As I say in the column, “content companies” can be defined much more broadly than “newspaper publisher” or “broadcast network” Three potential ideas of the kinds of things it could be not-crazy for someone like Google to buy:
—Weather. The Weather Channel, or Weather Underground. This is information every person in the world is interested in, and information that does not have huge content creation costs. (It does not take an army of forecasters to keep wunderground.com online. It does take an army of reporters and Web producers to stoke the engine of nytimes.com.)
—Yellow pages directories. This is information that can be collected via an entirely automated process. It also offers a powerful two-fer The information is content that’s a form of advertising—that you can sell more ads around. A big play in yellow pages directories can also jumpstart whatever Google (or Microsoft, or AOL, or etc.) is planning in terms of localized Web offerings, which is a potentially lucrative market that continues to thwart virtually all entrants.

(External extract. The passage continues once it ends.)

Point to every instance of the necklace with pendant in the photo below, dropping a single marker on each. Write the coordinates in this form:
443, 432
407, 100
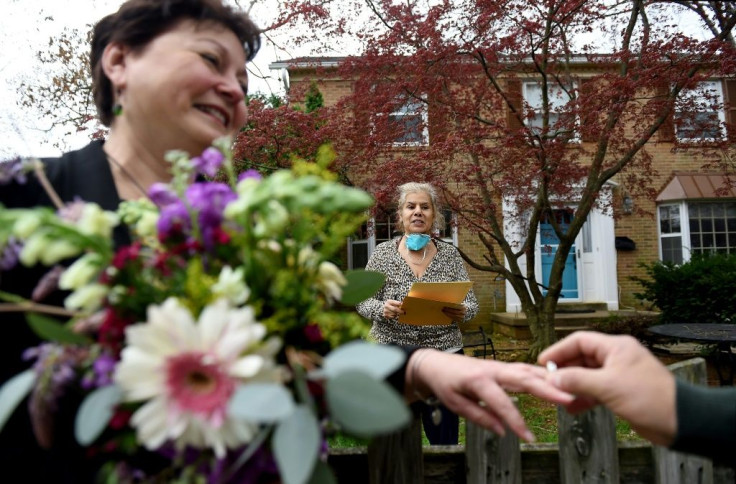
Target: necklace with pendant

—Bloomberg. The most complex of all of these, granted, and one that comes with significant content creation costs. But it’s also incredibly valuable information cherished by a particularly valuable kind of customer. Arguably its blue-chip content is still underleveraged, particularly on the advertising side, by the company’s current set-up—and don’t forget that its competitors are busy consolidating with bigger players all over the place, be it Reuters/Thomson or Dow Jones/News Corp.
As the column notes, Google’s culture in particular remains highly allergic to the byways of owning content companies, even Google continues to hire more and more execs from more traditional media companies. But circumstances eventually force many companies to do things that they once might have considered unnatural.
If you look at this form 30,000 feet, companies since time immemorial have gone for vertical integration when their industries have matured, and when there is increased competition for raw materials (There was a reason why newspaper companies eventually began buying up paper companies and, in some cases, forests.) Traffic is the ultimate raw material for a company like Google—and, as crazy as this sounds, there will come a time when the finiteness of quality traffic will become apparent.
Plus there’s history, particularly on the media side. “There are distribution channels, and there are content creators,” says one executive that I discussed this notion with. “:”Over time there is a constant ebb and flow of integration” of the two entities within individual companies.
Because, this exec holds, “there is no right answer” to whether or not content and distribution should commingle within a company—“there is only a growth answer.”